The feat suggests that astronomers have found a way to dramatically accelerate the pace of the hunt for planets outside our solar system.

“In the last two decades, astronomers have searched about 3,000 stars for new planets,” said Jian Ge, a professor of astronomy at the University of Florida. “Our success with this new instrument shows that we will soon be able to search stars much more quickly and cheaply — perhaps as many as a couple of hundred thousand stars in the next two decades.”

Ge and colleagues at UF, Tennessee State University, the Institute of Astrophysics in Spain’s Canary Islands, Pennsylvania State

University and the University of Texas presented their findings in January at the American Astronomical Society’s annual meeting in Washington, D.C.

Their work is important in part because of what the astronomers found — a planet, at least half as massive as Jupiter, orbiting a star just 600 million years old. That’s very young compared, for example, with the sun’s 5 billion years.

“This is one of the youngest stars ever identified with a planetary companion,” Ge said. Perhaps more significant, the instrument used to find the planet points the way to a much more accessible method for finding others — including those capable of supporting life.

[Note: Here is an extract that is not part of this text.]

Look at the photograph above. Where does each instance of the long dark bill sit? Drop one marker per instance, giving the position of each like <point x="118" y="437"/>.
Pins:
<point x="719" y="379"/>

Planets outside our solar system are typically swamped by the light of their stars, making it difficult to observe them visually. In the 1990s, astronomers began using a measurement technique called Doppler radial velocity to detect planets by observing the wobble in a star that is gravitationally induced by an orbiting planet.

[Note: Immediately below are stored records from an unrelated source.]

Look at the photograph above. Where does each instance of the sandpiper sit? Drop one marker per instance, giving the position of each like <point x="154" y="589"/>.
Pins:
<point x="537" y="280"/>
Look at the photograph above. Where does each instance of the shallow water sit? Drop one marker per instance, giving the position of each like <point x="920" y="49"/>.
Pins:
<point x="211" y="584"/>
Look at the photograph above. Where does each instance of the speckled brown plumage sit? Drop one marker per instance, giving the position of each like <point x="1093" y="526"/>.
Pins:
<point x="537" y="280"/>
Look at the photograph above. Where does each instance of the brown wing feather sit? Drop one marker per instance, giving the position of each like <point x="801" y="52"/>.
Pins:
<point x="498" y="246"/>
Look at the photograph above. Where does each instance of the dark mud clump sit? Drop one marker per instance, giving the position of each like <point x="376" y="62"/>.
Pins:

This technique, which has uncovered the vast majority of the 160-plus extrasolar planets found so far, works by hunting through the spectrum of starlight for the subtle Doppler shifts that occur as the star and planet move toward and away from their common center of mass. The instrument at the heart of this technique is usually a spectrograph, but this instrument is problematic.

“A major problem with spectrographs is that they collect only a small percentage of photons from the target light source, which means that they are only useful to search for distant planets when mounted on relatively large telescopes,” Ge said.

The astronomers’ new instrument, the Exoplanet Tracker, or ET, eliminates this problem by swapping the spectrograph with an interferometer. Tests show the interferometer can capture as much as 20 percent of available photons, making the instrument far more powerful, which opens its use for distant planet hunting to smaller telescopes.

At a development cost of about $200,000, the interferometer-equipped ET is also far cheaper than comparable spectrographs, which cost more than $1 million. And at about 4 feet long, 2 feet wide and weighing about 150 pounds, it is lighter and smaller.

The astronomers used the Exoplanet Tracker on the special 0.9-meter Coudé feed system within the National Science Foundation’s 2.1-meter telescope at Kitt Peak National Observatory near Tucson, Arizona.

Like radial velocity instruments equipped with spectrographs, the ET instrument in its present form can search only one object at a time. But Ge’s team has demonstrated that it can hunt for planets around multiple stars simultaneously — a key element of its heightened utility. The team is working on a version capable of surveying as many as 100 stars simultaneously.

The Exoplanet Tracker will be used next spring for a trial planet survey on the Sloan Digital Sky Survey 2.5-meter-wide field telescope at the Apache Point Observatory in New Mexico. The new instrument is funded with an $875,000 grant from the W. M. Keck Foundation. A much more ambitious, long-term survey is in the planning stages.

The new planet is the most distant ever found using the Doppler technique with a telescope mirror less than 1 meter in size. There are hundreds of such telescopes worldwide, compared with just a handful of the larger 2- and 3-meter telescopes more commonly used in planet finding — telescopes that tend to be in extremely high demand and difficult to access.

“These smaller telescopes are relatively cheap and relatively available,” Ge said, “so you can often get access to many dozens of nights on them if you have a promising proposal.”